Sedangkan menurut (Cendhikalistya, Gustrin, 2018) demam atau febris
merupakan naiknya suhu atau temperatur tubuh diatas 37,5oC dan sebagai
gejala terjadinya suatu penyakit tertentu.
Demam adalah peningkatan titik patokan (set point) suhu di
hipotalamus. Dikatakan demam jika suhu orang menjadi lebih dari 37,5
oC. Demam terjadi karena pelepasan pirogen dari dalam leukosit yang
sebelumnya telah terangsang oleh pirogen eksogen yang dapat berasal dari
mikroorganisme atau merupakan suatu hasil reaksi imunologik yang tidak
berdasarkan suatu infeksi (Corwin, 2010).
Meskipun sering disebut sebagai gejala penyakit tertentu, pada
umumnya demam menunjukkan bahwa tubuh sedang melawan infeksi.
Saat melawan infeksi, ada zat dalam tubuh yang meningkatkan produksi
panas sekaligus menahan pelepasan panas sehingga menyebabkan demam.
Seseorang dikatakan demam jika merasa gejala gejala berikut : menggigil,
panas dan dingin bergantian, lemas, berkeringat, dan wajah kelihatan
memerah (Sugani, Surya & Priandarini, Lucia, 2010).
Ketetapan demam hingga saat ini masih menjadi kontroversi yang
dibuktikan dengan bervariasinya penegakan suhu normal.

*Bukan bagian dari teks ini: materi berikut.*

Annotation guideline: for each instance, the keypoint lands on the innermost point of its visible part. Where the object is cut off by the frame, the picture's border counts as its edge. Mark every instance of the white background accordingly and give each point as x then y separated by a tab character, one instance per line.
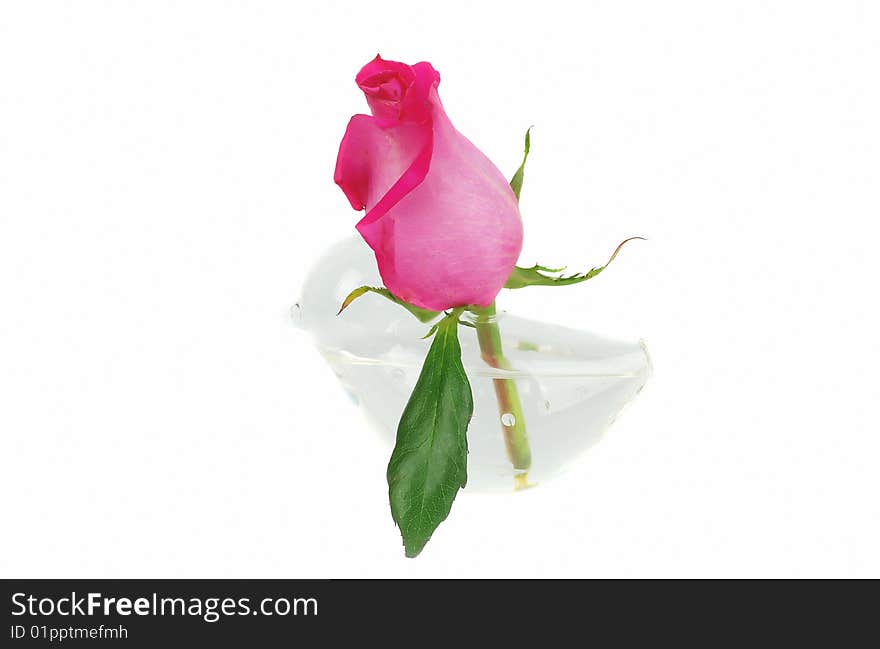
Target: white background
166	183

Berdasarkan
panduan dari World Health Organization (WHO), suhu tubuh rektal
sebesar ≥38oC, suhu ketiak sebesar ≥37,5oC diidentifikasikan sebagai
demam baik pada dewasa maupun anak. Menurut (Arifianto, 2012)
pengukuran suhu di rektal, telinga atau dahi sebesar ≥38 oC, pengukuran
suhu di oral atau mulut sebesar ≥37,8oC, dan pengukuran suhu di ketiak
sebesar ≥37,2oC diidentifikasikan sebagai demam. Suhu tubuh normal
adalah 36,5 – 37,5oC, anak dikatakan demam jika memiliki suhu tubuh
diatas 37,5oC (Setyoningrum, Retno, Asih, 2020).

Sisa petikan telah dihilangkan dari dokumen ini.